ERB CRANDALL did not return to Florida. Instead he settled in Atlantic City, accepting a job as the top political aide to a popular but recklessly overextended city councilman. The following summer, after collecting a large cash bribe on behalf of his boss, Crandall was accosted by three muggers demanding the paper bag he was carrying. His dead body—the shredded sack clutched loyally in one fist—was found by German tourists beneath the legendary boardwalk. The city council promptly named a street in Crandall’s memory.
The group of orthopedic surgeons who owned the TICKLED PINK sold the nightclub to a group of dentists, who chose a saucy new name (Bare Essentials II) and bold new management (Johnny “Three Toes” Spladiano). Mr. Spladiano’s first three business decisions were to fire ORLY, add valet parking and enlarge the wrestling pit. Considering himself more fortunate than his predecessor, Orly closed out a modest IRA account and moved to Pensacola, where he and his wife opened a topless oyster bar called Eat Me Raw.

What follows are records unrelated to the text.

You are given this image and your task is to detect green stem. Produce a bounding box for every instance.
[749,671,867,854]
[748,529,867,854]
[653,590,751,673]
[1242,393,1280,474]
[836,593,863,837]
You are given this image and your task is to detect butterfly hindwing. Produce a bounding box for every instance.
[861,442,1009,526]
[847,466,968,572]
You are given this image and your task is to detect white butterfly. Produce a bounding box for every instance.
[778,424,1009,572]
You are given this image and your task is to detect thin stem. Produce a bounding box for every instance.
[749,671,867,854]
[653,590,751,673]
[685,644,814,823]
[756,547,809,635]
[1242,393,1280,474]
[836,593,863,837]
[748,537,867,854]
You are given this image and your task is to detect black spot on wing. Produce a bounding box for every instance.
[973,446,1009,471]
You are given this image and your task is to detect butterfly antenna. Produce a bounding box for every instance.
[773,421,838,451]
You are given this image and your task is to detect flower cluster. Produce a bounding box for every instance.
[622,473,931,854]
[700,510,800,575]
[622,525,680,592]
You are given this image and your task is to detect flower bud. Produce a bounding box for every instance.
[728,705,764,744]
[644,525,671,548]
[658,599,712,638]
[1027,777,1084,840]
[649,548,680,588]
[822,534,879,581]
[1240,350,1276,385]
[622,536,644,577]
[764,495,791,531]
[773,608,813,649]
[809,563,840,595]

URBANA SPRAWL continued to dance at Bare Essentials II until the day Mr. Spladiano replaced creamed corn with sardines in the wrestling arena. She is now pre-med at Emory University in Atlanta. SABRINA left dancing and worked briefly in adult films before landing the role of Lucette, the perky Parisian spokes-model for Thigh Diver exercise equipment. The two Moniques also retired from nude dancing, each marrying one of her customers. MONIQUE JR., whose real name was Loretta Brickman, wed a seventy-four-year-old wholesale diamond broker who had outlived three previous wives. MONIQUE SR., whose actual name was Frances Cabrera, married a middle-aged pottery instructor who was, in her adoring eyes, a dead ringer for Keith Richards.
The man known as SHAD, whose real name was Gerard L. Shaddick, sued Rojo Farms, Rojo Trucking and the Sweetheart Sugar Corporation for injuries allegedly sustained when the loaded cane trailer rear-ended Sgt. Al García’s police car. In the lawsuit, Shad complained of neck pain, migraines, blurred vision, vertigo, sexual dysfunction and chronic anxiety. The case was settled out of court for $2.3 million dollars. Shortly afterward, Shad purchased a split-level condominium in Telluride, Colorado, and became engaged to his physical therapist, a recent emigrant from Norway.